Determining a model usefulness

History / Edit / PDF / EPUB / BIB /
Created: January 2, 2020 / Updated: June 6, 2021 / Status: finished / 3 min read (~460 words)

How do you determine whether you have a useful model?

In machine learning, one way you can determine that you have a useful model is to compare it against baseline models. In a field such as time series, one can create models that are based on previous values, such as lag 0, which predicts that the next value will be equal to the current value, or a moving average, which takes the X last values and averages them and returns this average as the next predicted value. In this field, we expect that a model that can predict more accurately than those baseline models may prove to be useful.

In other cases, we may already have an existing model from which we can generate predictions. This model may also serve as a baseline which other models will have to beat in order to replace it.

There is however a case where the answer isn't clear: what happens when out of various models, one of the baseline models is the best? Then it becomes a question of whether the prediction interval produced by the model satisfies your needs for your problem.

Note that even when you beat the baseline models, if the best model still does not satisfy the error requirements that have been defined on the metrics you care about, the model may still not be useful.
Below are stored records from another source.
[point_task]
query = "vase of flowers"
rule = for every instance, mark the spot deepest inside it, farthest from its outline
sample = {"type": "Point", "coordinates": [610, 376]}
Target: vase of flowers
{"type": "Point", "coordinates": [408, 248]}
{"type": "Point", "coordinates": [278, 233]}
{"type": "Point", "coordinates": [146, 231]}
For example, an OCR model that has 95% accuracy at the character level will still produce 5 errors every 100 characters, which may be too high for the requirements of the system to be produced.

Another factor to keep in mind when comparing models is whether the improvements on the metric you are to optimize for are significant. The mean absolute error (MAE) may be lower for a model compared to another, but if its confidence interval is larger compared to the other model and their intervals overlap, then you cannot claim that one model is really better than the other. There may even be cases where you will prefer a model with higher MAE simply because its confidence interval is smaller than the other model with lower MAE but larger confidence interval.

There might be other attributes of the model that you may need to take into account. A model that takes days to train may be useless when you need it to be up to date every hour. A faster to train but less accurate model may be more useful in this case.

  • Can the model under evaluation beat baseline models?
  • Does the model under evaluation satisfy error requirements?
  • Is the model under evaluation significantly better than existing models?
  • Does the model under evaluation satisfy requirements such as time to train (e.g., less than 6 hours) or necessary resources (cpu, gpu, ram)?